Position your computer monitor so the top of the screen is at eye level and about an arm's length away. When using your phone, bring it up to eye level instead of looking down. Avoid reading in bed with your head propped forward. Set up your car headrest so it contacts the back of your head, not the back of your neck.
Never hold a phone between your ear and shoulder — this intensely contracts the SCM and upper trapezius. Use speakerphone, a headset, or earbuds for all calls longer than 1 minute. If you frequently take calls at a desk, invest in a quality headset that you can wear comfortably for extended periods.
If you experience persistent dizziness, balance problems, visual disturbances, or ear symptoms that do not improve within 2-3 weeks of self-care, consult a physiatrist or neurologist. SCM trigger points can mimic serious conditions including vestibular disorders and cervicogenic vertigo. A professional can perform targeted trigger point therapy and rule out other causes.
Turn your head slightly toward the affected side to slacken the muscle. Grasp the lower portion of the SCM between your thumb and fingers just above the collarbone. Gently squeeze and roll the muscle belly, searching for tender taut bands. Apply gentle sustained pressure on any tender spots for 10-15 seconds, then release. Use only light to moderate pressure — the SCM is a superficial muscle and does not require deep force.
Apply a warm, moist towel or microwaveable heat wrap to the side of the neck over the SCM muscle. The warmth should be comfortable, not hot. Lie on your back with a small rolled towel under the neck curve for support while applying the heat. This increases blood flow to the muscle, helping to reduce trigger point irritability and associated autonomic symptoms like ear pain and tearing.

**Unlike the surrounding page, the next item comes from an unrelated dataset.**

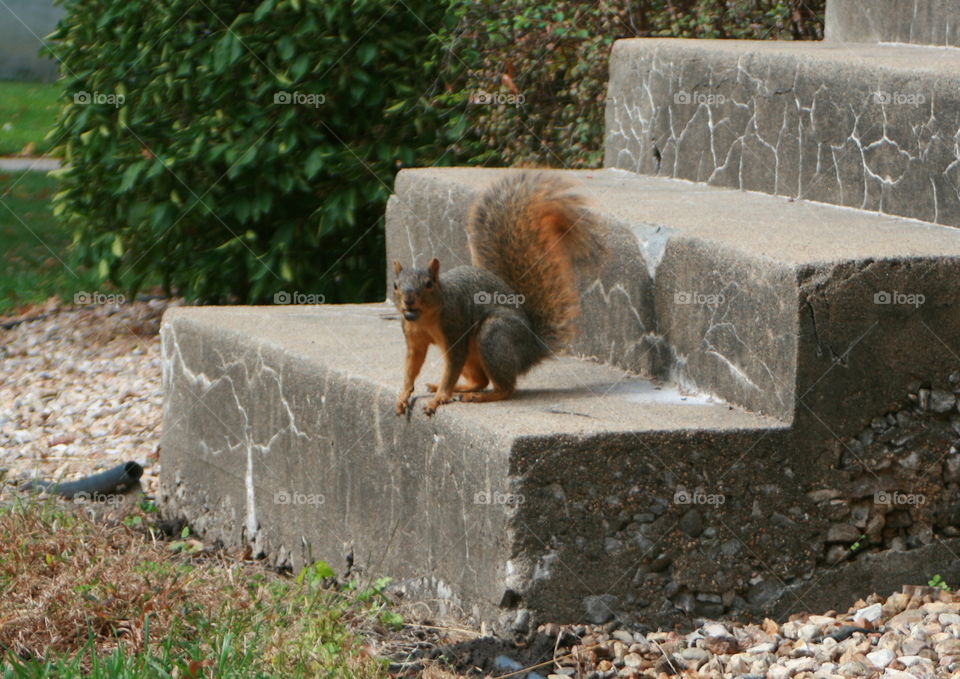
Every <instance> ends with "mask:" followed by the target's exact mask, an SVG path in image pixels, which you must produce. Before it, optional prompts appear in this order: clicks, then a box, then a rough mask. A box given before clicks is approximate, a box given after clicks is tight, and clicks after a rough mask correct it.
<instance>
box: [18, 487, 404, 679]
mask: <svg viewBox="0 0 960 679" xmlns="http://www.w3.org/2000/svg"><path fill="white" fill-rule="evenodd" d="M151 521H152V516H151V507H150V506H145V507H142V508H140V509H137V510H136V511H135V512H134V513H133V514H131V515H129V516H128V517H127V518H126V519H124V521H123V522H121V523H113V524H108V523H96V522H94V521H92V520H90V519H88V518H86V517H85V516H83V515H81V514H79V513H77V512H75V511H73V510H70V509H64V506H63V505H61V504H60V503H55V502H46V503H44V502H39V501H27V502H22V501H15V502H14V504H13V505H11V506H8V507H5V508H2V509H0V541H2V542H0V544H4V545H6V547H5V548H4V550H3V551H2V552H0V677H3V678H4V679H27V678H30V679H42V678H46V677H58V678H61V679H74V678H77V679H79V677H90V678H91V679H100V678H103V679H106V678H107V677H110V678H111V679H119V678H124V677H130V678H131V679H133V678H134V677H138V678H140V677H144V678H153V677H156V678H158V679H159V678H161V677H162V678H164V679H169V678H170V677H174V676H179V677H185V678H186V677H192V678H199V677H210V676H213V677H224V678H232V677H237V678H239V677H257V678H260V679H270V678H272V677H277V678H280V677H283V678H285V679H286V678H288V677H289V678H292V679H299V678H300V677H303V678H306V677H331V678H339V677H343V678H344V679H346V678H347V677H355V678H358V679H374V678H379V677H386V676H387V672H386V666H385V662H384V661H383V660H378V659H375V658H373V657H371V655H370V654H369V653H368V652H367V651H366V650H365V646H364V644H363V642H362V639H363V635H362V632H363V631H364V630H368V629H378V628H379V629H385V628H389V627H391V626H396V625H397V624H399V620H397V619H396V617H395V616H394V614H392V613H391V611H390V610H389V608H388V607H387V605H386V598H385V597H384V596H383V595H382V593H381V589H382V585H383V583H374V584H373V585H371V586H369V587H366V588H358V587H356V586H355V585H348V586H331V583H333V582H335V581H334V580H333V578H332V575H333V574H332V572H331V571H330V570H329V568H328V567H327V566H326V565H325V564H322V563H321V564H317V565H316V566H314V567H311V568H310V569H307V570H305V571H304V572H303V573H302V574H301V576H300V577H298V578H297V579H296V580H292V579H289V578H282V577H280V576H277V575H275V574H272V573H269V572H266V571H263V570H262V569H259V568H258V567H257V566H256V565H253V564H249V563H238V562H230V561H229V560H227V559H225V558H224V557H223V555H219V556H218V555H211V554H209V553H206V552H204V551H200V552H198V551H197V550H195V549H193V548H192V546H195V545H196V544H197V543H192V541H190V540H186V539H185V540H178V541H175V542H166V541H162V540H159V539H157V535H156V534H155V533H154V532H152V531H149V530H147V529H146V528H143V527H142V526H145V525H148V524H149V523H150V522H151Z"/></svg>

Sit upright in a chair. To stretch the left SCM clavicular division, place your left hand behind your back or under your left thigh. Tilt your right ear toward your right shoulder, then gently rotate your chin slightly upward and to the left. You should feel a stretch along the left side of the neck from the collarbone upward. Hold the position gently without bouncing. Repeat on the opposite side.
Sit or stand with your spine upright. Without tilting your head up or down, gently draw your chin straight back as if making a double chin. Hold for 5 seconds, then relax. Imagine a string pulling the back of your head upward and backward. This exercise corrects forward head posture, which is the primary perpetuating factor for SCM trigger points, by strengthening the deep cervical flexors and reducing SCM overload.

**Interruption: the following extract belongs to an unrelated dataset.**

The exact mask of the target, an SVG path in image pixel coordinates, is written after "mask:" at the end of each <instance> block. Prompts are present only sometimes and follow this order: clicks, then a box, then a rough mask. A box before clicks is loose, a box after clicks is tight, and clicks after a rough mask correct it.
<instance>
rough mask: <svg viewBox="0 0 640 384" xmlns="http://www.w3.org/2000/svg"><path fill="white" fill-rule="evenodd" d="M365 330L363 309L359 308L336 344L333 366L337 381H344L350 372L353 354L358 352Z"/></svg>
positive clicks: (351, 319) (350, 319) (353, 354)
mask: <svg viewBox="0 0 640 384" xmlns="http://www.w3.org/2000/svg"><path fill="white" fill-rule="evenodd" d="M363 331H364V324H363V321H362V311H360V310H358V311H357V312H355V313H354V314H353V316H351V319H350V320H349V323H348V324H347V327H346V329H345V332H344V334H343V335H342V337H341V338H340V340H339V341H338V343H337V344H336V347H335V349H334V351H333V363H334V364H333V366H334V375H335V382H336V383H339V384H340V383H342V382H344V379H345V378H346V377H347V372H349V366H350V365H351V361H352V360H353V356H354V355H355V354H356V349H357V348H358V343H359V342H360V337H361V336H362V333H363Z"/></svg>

Place one hand on your chest and one on your abdomen. Breathe in through your nose, directing the breath into your belly so that your lower hand rises while your upper hand stays relatively still. Exhale slowly through pursed lips. Practice this pattern until it becomes habitual. Paradoxical (upper chest) breathing chronically overloads the SCM as an accessory inspiratory muscle, so restoring proper diaphragmatic breathing is essential to preventing recurrence.

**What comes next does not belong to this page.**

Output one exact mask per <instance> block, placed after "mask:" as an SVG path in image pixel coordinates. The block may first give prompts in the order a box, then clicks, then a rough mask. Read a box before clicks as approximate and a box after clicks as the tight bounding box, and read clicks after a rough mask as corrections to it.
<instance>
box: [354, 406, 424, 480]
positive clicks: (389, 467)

If frontal headaches, ear pain, dizziness, or facial symptoms persist beyond 3-4 weeks of self-care, consult a physical therapist or manual therapist experienced in cervical myofascial pain. SCM trigger points can be secondary to upper cervical joint dysfunction, thoracic outlet syndrome, or vestibular disorders that require professional differential diagnosis. Skilled manual release of the SCM combined with postural retraining provides the most effective long-term outcomes.